Research on SSON_2013 opens several promising avenues for novel therapeutic interventions against S. sonnei infections:
Anti-biofilm strategies:
Development of small molecule inhibitors targeting SSON_2013 diguanylate cyclase activity
Peptide-based disruption of protein-protein interactions in the cellulose synthesis complex
Engineering of phages expressing biofilm-degrading enzymes
Adjuvant therapies to enhance antibiotic efficacy:
SSON_2013 inhibitors to prevent biofilm-associated antibiotic tolerance
Combination therapies targeting both bacterial growth and biofilm formation
Dispersal agents to disrupt established biofilms before antibiotic treatment
Vaccine development approaches:
Identification of SSON_2013-regulated surface antigens for vaccine targets
Attenuated strains with modified cellulose production for live vaccines
Understanding of how cellulose affects antigen presentation during infection
Diagnostic improvements:
Biomarkers based on cellulose production levels for rapid identification
Detection of SSON_2013 activity as an indicator of virulence potential
Monitoring biofilm formation capabilities to predict treatment responses
Microbiome-based interventions:
These approaches represent a paradigm shift from traditional antibiotics toward targeting bacterial virulence mechanisms and colonization factors, potentially reducing selective pressure for antibiotic resistance.
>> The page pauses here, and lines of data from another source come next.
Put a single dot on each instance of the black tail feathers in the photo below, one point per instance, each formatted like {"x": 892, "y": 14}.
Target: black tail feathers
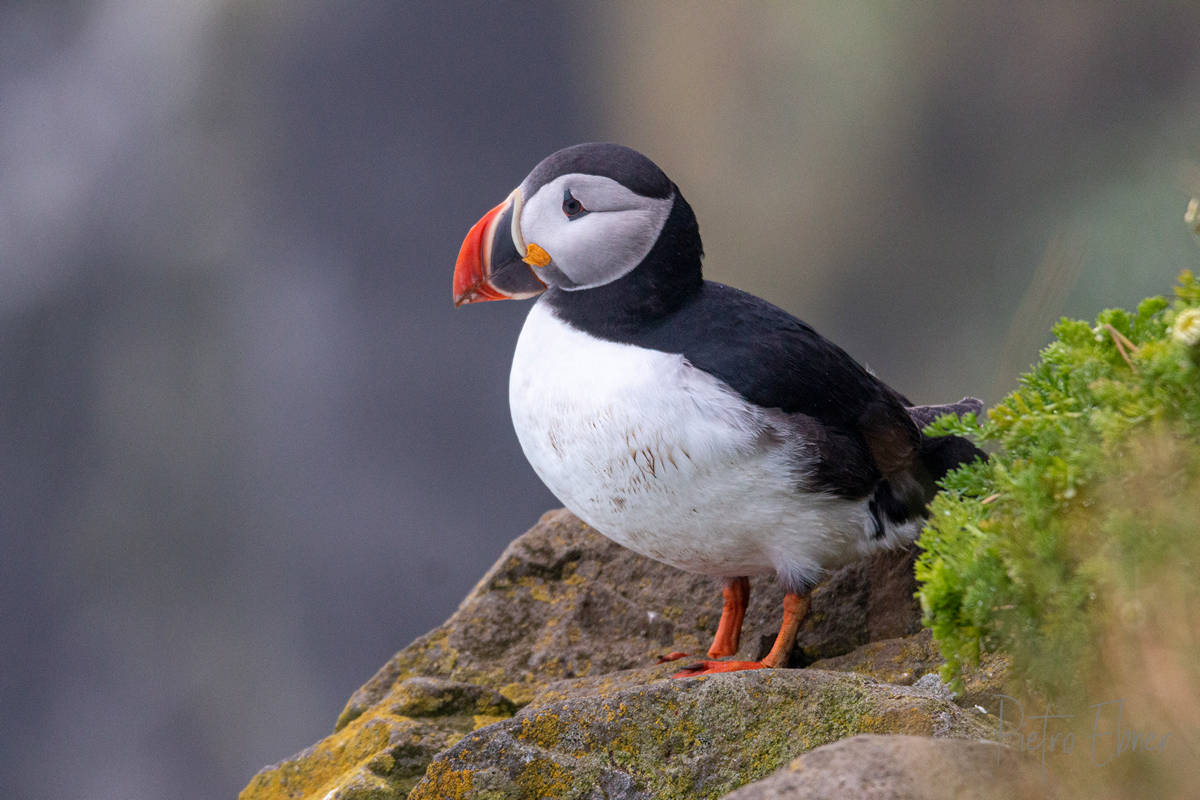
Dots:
{"x": 906, "y": 497}
{"x": 940, "y": 455}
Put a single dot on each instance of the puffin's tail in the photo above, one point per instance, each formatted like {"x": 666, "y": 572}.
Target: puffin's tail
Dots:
{"x": 940, "y": 455}
{"x": 900, "y": 504}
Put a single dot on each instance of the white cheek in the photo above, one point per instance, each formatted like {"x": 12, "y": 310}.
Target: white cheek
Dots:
{"x": 601, "y": 247}
{"x": 604, "y": 245}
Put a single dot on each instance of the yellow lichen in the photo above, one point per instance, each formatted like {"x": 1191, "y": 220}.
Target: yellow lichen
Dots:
{"x": 444, "y": 783}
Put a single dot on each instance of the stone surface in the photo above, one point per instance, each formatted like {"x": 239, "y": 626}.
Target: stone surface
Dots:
{"x": 678, "y": 739}
{"x": 900, "y": 660}
{"x": 567, "y": 615}
{"x": 903, "y": 768}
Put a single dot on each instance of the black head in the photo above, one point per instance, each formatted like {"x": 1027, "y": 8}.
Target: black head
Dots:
{"x": 587, "y": 217}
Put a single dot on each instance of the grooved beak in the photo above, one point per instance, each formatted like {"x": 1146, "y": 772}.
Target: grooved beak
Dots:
{"x": 490, "y": 264}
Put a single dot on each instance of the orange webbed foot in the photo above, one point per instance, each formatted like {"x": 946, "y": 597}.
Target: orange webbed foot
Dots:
{"x": 713, "y": 667}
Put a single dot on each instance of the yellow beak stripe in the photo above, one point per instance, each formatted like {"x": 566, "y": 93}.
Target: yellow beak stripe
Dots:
{"x": 537, "y": 256}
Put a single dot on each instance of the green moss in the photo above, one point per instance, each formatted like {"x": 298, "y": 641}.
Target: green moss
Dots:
{"x": 1030, "y": 552}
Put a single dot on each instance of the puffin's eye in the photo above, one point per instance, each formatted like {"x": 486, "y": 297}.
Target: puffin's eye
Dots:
{"x": 573, "y": 208}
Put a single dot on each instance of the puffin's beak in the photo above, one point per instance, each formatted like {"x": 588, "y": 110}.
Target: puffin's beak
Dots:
{"x": 490, "y": 265}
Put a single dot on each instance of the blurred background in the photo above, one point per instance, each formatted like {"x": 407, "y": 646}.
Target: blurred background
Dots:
{"x": 249, "y": 450}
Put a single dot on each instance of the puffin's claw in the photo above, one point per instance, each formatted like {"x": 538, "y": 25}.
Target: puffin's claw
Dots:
{"x": 713, "y": 667}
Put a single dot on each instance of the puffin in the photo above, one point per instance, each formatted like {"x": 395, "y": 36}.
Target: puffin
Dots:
{"x": 689, "y": 421}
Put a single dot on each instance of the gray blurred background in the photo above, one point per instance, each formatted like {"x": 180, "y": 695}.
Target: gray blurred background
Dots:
{"x": 250, "y": 450}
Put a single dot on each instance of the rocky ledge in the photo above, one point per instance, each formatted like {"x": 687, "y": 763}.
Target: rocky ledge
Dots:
{"x": 544, "y": 684}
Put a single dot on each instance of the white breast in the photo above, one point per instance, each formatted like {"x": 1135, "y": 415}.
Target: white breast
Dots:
{"x": 667, "y": 461}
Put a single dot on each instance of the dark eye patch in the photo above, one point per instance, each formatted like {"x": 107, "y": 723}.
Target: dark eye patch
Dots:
{"x": 571, "y": 206}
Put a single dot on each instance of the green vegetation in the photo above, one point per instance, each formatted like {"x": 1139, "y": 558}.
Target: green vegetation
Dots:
{"x": 1080, "y": 537}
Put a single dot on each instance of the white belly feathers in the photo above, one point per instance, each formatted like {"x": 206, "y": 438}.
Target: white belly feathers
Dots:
{"x": 667, "y": 461}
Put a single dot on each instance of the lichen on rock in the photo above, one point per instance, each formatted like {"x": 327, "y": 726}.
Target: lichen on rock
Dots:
{"x": 565, "y": 629}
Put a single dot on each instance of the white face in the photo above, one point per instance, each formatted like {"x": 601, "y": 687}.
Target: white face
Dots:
{"x": 603, "y": 245}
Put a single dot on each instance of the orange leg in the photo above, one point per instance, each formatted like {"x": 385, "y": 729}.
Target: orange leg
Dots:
{"x": 796, "y": 607}
{"x": 729, "y": 631}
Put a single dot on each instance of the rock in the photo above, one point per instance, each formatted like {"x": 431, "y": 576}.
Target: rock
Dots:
{"x": 903, "y": 768}
{"x": 900, "y": 660}
{"x": 677, "y": 739}
{"x": 559, "y": 618}
{"x": 385, "y": 753}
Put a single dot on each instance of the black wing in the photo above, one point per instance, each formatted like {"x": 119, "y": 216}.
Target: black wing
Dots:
{"x": 858, "y": 423}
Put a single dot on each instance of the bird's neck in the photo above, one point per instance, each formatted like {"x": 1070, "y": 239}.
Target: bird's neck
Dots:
{"x": 667, "y": 277}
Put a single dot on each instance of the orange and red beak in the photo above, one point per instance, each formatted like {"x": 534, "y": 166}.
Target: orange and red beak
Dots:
{"x": 490, "y": 265}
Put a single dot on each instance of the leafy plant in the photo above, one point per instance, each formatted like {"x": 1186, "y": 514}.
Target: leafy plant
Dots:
{"x": 1091, "y": 492}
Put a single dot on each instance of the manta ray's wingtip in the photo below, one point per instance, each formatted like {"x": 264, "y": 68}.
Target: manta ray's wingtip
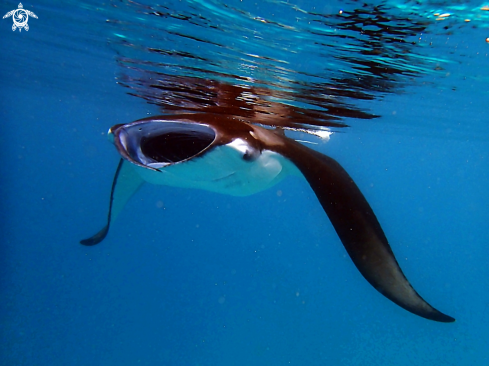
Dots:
{"x": 97, "y": 238}
{"x": 438, "y": 316}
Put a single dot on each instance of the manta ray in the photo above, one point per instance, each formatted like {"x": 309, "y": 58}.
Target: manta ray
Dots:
{"x": 229, "y": 155}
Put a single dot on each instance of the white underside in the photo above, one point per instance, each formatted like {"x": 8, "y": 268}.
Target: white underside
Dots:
{"x": 223, "y": 170}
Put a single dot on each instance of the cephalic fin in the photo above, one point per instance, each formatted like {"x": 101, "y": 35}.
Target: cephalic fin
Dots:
{"x": 126, "y": 182}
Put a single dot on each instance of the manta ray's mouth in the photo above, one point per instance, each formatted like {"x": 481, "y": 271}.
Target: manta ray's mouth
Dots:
{"x": 156, "y": 144}
{"x": 173, "y": 147}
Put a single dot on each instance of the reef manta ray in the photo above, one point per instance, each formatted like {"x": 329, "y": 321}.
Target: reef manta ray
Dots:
{"x": 226, "y": 154}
Fully understanding SSON_2013 requires integration of multiple scientific disciplines in a coordinated research framework:
Structural biology and biochemistry:
Determination of three-dimensional structure
Characterization of enzymatic mechanisms
Analysis of protein dynamics and conformational changes
Identification of allosteric regulation sites
Microbial genetics and molecular biology:
Construction of mutant libraries
Transcriptomic and proteomic profiling
Epigenetic regulation studies
Synthetic biology approaches for pathway reconstruction
Infection biology and immunology:
Host-pathogen interaction studies
Immune response characterization
Animal model development
Ex vivo tissue culture systems
Computational biology and bioinformatics:
Phylogenetic analysis across bacterial species
Network modeling of regulatory pathways
Protein structure prediction and docking simulations
Big data integration from multi-omics studies
Materials science and bioengineering:
A collaborative research program integrating these disciplines would enable comprehensive characterization of SSON_2013, from atomic-level structure to ecosystem-level impacts, advancing both fundamental understanding and applied therapeutic development.